Friday, January 06, 2006
Pushy P2P
Push!Music
"Imagine that you have a mobile device that can store and play back music files, for example a mobile phone with an MP3 player. As you encounter various people, the devices you are carrying connect to each other wirelessly and media agents from the other nearby devices check the status of your media collection. Based on what you have been listening to in the past and which files you already own, new music might spontaneously and autonomously 'jump' from another device to yours (and vice versa). Later, when you listen to your songs, your Push!Music player also plays some newly obtained tunes that you had not heard before."
Huh. I'm old and out of touch with the cool kids of the day, but while this seems like it'd present a bunch of really fun technical problems to solve, the end result is of questionable value.
How do you deal with the issue of transferring a relatively large file (4-6MB for an mp3) over a relatively slow connection (732.2 kbits/sec if we're talking bluetooth), when you don't know how long the sender/receiver will be in range? Cool problems.
How do you make reliable judgements about what songs are likely to interest a user when the target device (an mp3-capable phone) can only store a relatively small number of files at any given time, the ID3 information is not necessarily reliable, and most of the user's listening likely happens on some other device? Cool problems.

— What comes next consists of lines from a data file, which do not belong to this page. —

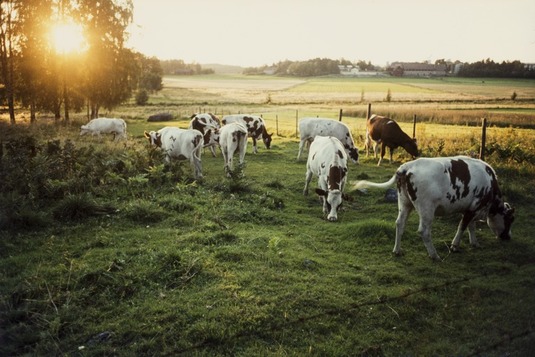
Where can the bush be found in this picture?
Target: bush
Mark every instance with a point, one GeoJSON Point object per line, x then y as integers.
{"type": "Point", "coordinates": [142, 97]}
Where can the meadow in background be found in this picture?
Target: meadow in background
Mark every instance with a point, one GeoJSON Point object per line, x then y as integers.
{"type": "Point", "coordinates": [106, 251]}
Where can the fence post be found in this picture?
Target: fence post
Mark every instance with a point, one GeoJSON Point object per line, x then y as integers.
{"type": "Point", "coordinates": [414, 126]}
{"type": "Point", "coordinates": [483, 139]}
{"type": "Point", "coordinates": [296, 120]}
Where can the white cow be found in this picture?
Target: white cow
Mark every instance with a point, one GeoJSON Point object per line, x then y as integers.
{"type": "Point", "coordinates": [309, 128]}
{"type": "Point", "coordinates": [445, 185]}
{"type": "Point", "coordinates": [209, 125]}
{"type": "Point", "coordinates": [98, 126]}
{"type": "Point", "coordinates": [327, 160]}
{"type": "Point", "coordinates": [179, 144]}
{"type": "Point", "coordinates": [256, 128]}
{"type": "Point", "coordinates": [233, 138]}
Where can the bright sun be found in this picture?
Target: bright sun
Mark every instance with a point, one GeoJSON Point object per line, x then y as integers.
{"type": "Point", "coordinates": [67, 38]}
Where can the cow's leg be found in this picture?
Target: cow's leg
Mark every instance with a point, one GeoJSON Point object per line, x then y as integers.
{"type": "Point", "coordinates": [466, 222]}
{"type": "Point", "coordinates": [301, 147]}
{"type": "Point", "coordinates": [383, 152]}
{"type": "Point", "coordinates": [403, 214]}
{"type": "Point", "coordinates": [224, 153]}
{"type": "Point", "coordinates": [255, 148]}
{"type": "Point", "coordinates": [243, 150]}
{"type": "Point", "coordinates": [308, 177]}
{"type": "Point", "coordinates": [426, 220]}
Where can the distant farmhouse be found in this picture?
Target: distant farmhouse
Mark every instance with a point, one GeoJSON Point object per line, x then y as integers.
{"type": "Point", "coordinates": [354, 71]}
{"type": "Point", "coordinates": [415, 69]}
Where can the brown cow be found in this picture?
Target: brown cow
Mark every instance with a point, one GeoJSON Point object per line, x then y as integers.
{"type": "Point", "coordinates": [385, 131]}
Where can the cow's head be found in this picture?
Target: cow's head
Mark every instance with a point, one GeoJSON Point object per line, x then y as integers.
{"type": "Point", "coordinates": [332, 201]}
{"type": "Point", "coordinates": [500, 220]}
{"type": "Point", "coordinates": [84, 129]}
{"type": "Point", "coordinates": [354, 155]}
{"type": "Point", "coordinates": [154, 138]}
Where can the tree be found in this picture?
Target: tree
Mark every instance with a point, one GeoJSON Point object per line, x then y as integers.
{"type": "Point", "coordinates": [110, 69]}
{"type": "Point", "coordinates": [9, 10]}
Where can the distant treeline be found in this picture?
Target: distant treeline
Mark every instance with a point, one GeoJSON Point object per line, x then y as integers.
{"type": "Point", "coordinates": [179, 67]}
{"type": "Point", "coordinates": [490, 69]}
{"type": "Point", "coordinates": [324, 66]}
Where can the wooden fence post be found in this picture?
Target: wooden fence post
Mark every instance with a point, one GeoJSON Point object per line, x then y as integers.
{"type": "Point", "coordinates": [483, 139]}
{"type": "Point", "coordinates": [296, 120]}
{"type": "Point", "coordinates": [414, 126]}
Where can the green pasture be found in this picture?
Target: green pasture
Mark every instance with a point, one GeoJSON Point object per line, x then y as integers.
{"type": "Point", "coordinates": [104, 250]}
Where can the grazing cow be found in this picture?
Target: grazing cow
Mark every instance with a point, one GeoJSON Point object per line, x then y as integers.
{"type": "Point", "coordinates": [256, 128]}
{"type": "Point", "coordinates": [98, 126]}
{"type": "Point", "coordinates": [179, 144]}
{"type": "Point", "coordinates": [385, 131]}
{"type": "Point", "coordinates": [233, 138]}
{"type": "Point", "coordinates": [209, 125]}
{"type": "Point", "coordinates": [309, 128]}
{"type": "Point", "coordinates": [327, 160]}
{"type": "Point", "coordinates": [445, 185]}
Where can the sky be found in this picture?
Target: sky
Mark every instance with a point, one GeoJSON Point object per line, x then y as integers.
{"type": "Point", "coordinates": [253, 33]}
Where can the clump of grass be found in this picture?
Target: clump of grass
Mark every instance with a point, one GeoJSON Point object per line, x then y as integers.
{"type": "Point", "coordinates": [77, 207]}
{"type": "Point", "coordinates": [145, 211]}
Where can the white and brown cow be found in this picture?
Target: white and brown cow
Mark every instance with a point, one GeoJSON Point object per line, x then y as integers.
{"type": "Point", "coordinates": [179, 144]}
{"type": "Point", "coordinates": [309, 128]}
{"type": "Point", "coordinates": [327, 160]}
{"type": "Point", "coordinates": [256, 128]}
{"type": "Point", "coordinates": [446, 185]}
{"type": "Point", "coordinates": [209, 125]}
{"type": "Point", "coordinates": [98, 126]}
{"type": "Point", "coordinates": [233, 139]}
{"type": "Point", "coordinates": [385, 131]}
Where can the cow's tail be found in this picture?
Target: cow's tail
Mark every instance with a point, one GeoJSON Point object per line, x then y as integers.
{"type": "Point", "coordinates": [365, 184]}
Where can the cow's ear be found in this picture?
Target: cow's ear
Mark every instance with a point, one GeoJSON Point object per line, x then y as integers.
{"type": "Point", "coordinates": [321, 192]}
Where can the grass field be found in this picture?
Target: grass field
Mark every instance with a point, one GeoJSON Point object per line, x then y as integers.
{"type": "Point", "coordinates": [105, 251]}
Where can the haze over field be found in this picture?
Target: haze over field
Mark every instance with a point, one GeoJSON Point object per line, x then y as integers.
{"type": "Point", "coordinates": [255, 33]}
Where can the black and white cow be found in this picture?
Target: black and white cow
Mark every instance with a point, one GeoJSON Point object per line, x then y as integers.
{"type": "Point", "coordinates": [309, 128]}
{"type": "Point", "coordinates": [327, 160]}
{"type": "Point", "coordinates": [256, 128]}
{"type": "Point", "coordinates": [233, 139]}
{"type": "Point", "coordinates": [446, 185]}
{"type": "Point", "coordinates": [385, 131]}
{"type": "Point", "coordinates": [209, 125]}
{"type": "Point", "coordinates": [179, 144]}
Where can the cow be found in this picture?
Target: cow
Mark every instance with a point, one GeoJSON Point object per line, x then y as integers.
{"type": "Point", "coordinates": [309, 128]}
{"type": "Point", "coordinates": [209, 125]}
{"type": "Point", "coordinates": [179, 144]}
{"type": "Point", "coordinates": [385, 131]}
{"type": "Point", "coordinates": [98, 126]}
{"type": "Point", "coordinates": [256, 128]}
{"type": "Point", "coordinates": [447, 185]}
{"type": "Point", "coordinates": [232, 139]}
{"type": "Point", "coordinates": [327, 160]}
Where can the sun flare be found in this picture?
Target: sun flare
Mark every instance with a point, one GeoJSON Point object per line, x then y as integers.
{"type": "Point", "coordinates": [67, 38]}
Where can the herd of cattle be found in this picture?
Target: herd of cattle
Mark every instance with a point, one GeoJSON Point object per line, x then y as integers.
{"type": "Point", "coordinates": [431, 186]}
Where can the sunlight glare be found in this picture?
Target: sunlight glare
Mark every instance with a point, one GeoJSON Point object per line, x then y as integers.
{"type": "Point", "coordinates": [67, 38]}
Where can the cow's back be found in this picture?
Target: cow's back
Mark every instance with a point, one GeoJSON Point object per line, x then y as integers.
{"type": "Point", "coordinates": [453, 184]}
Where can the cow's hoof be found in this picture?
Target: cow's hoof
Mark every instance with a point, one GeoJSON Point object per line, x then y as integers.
{"type": "Point", "coordinates": [455, 248]}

I could see solving those problems being a lot of fun, but then in the end I've got (1) random mp3 files pushed onto my phone, eating up storage whether I like them or not, (2) I've got to go through a manual "do you approve this download" process every time some other user walks in range, or (3) I have to set up some sort of "approved uploaders" list in which case I could just ask my friends what they think I should listen to.
But, then, since I don't really get how the design and usability abomination that is MySpace managed to become hot stuff in the younger-than-me music world, maybe I'm just out of it.